Cardiovascular disease in the elderly

Cardiology Review® OnlineSeptember 2004
Volume 21
Issue 9

September has come to represent a truly special time at Cardiology Review, the month in which we publish our annual issue devoted to cardiovascular disease in the elderly. This year we present three continuing medical education (CME) articles (with accompanying commentaries) that revisit two subjects always of interest

to our readers (hypertension and polypharmacy) and introduce one subject that has received enormous attention of late (erectile dysfunction).

Treatment options for hypertension in the elderly are a continuing concern for physicians for a variety of reasons, not the least of which is the increasing number of people with high blood pressure living until their seventies, eighties, and even nineties. Drs. Harun Otieno and Alan H. Gradman have provided a comprehensive overview of not only the treatment issues but also the epidemiology and pathology of hypertension in the elderly. As Dr. Pantel S. Vokonas notes in his commentary, isolated systolic hypertension has emerged as a dominant risk factor for adverse cardiovascular outcomes in this age group.

Unfortunately, the use of a variety of drugs (which is often what hypertensive patients require, as per JNC 7 guidelines) can also lead to abuse. Hence, the importance of our second article: managing polypharmacy issues in the elderly. Patients in this age group have to be especially careful about drugs that have troubling side effects, drugs that may interact with one another, and drugs that have inherent compliance problems, eg, those requiring multiple doses per day. Drs. C. Wayne Weart and Nannette M. Berensen update their previous contribution to this debate in a new and highly informative presentation. Along with the pertinent commentary by Dr. Stephen P. Glasser, I think our readers will find the polypharmacy discussion very helpful.

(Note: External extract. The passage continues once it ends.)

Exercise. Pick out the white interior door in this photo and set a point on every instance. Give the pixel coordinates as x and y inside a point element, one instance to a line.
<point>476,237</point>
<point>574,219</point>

Our third topic, erectile dysfunction, is a new one for our readers. Always a problem with diabetic patients, physicians now encounter it in other patients as well, especially elderly ones. Its relation to cardiovascular disease (especially endothelial dysfunction) and pharmacologic therapy is reviewed by Dr. Robert A. Kloner, an expert in the field and one of the leading researchers of therapy with PDE-5 inhibitors. The commentary provided by Dr. Melvin D. Cheitlin emphasizes what can be done about this problem and points out the risks associated with drug therapy in coronary patients.

In a bonus feature in the stroke section, Drs. Joachim Schofer and Thilo Tübler from Germany assess the problem of focal cerebral ischemia after neuroprotected carotid artery stenting. Of the 42 patients studied, about 25% had predominantly silent cerebral ischemia despite the neuroprotection. The safety concerns of the authors are echoed by Dr. John J. Ricotta, our vascular surgery consultant, in his commentary.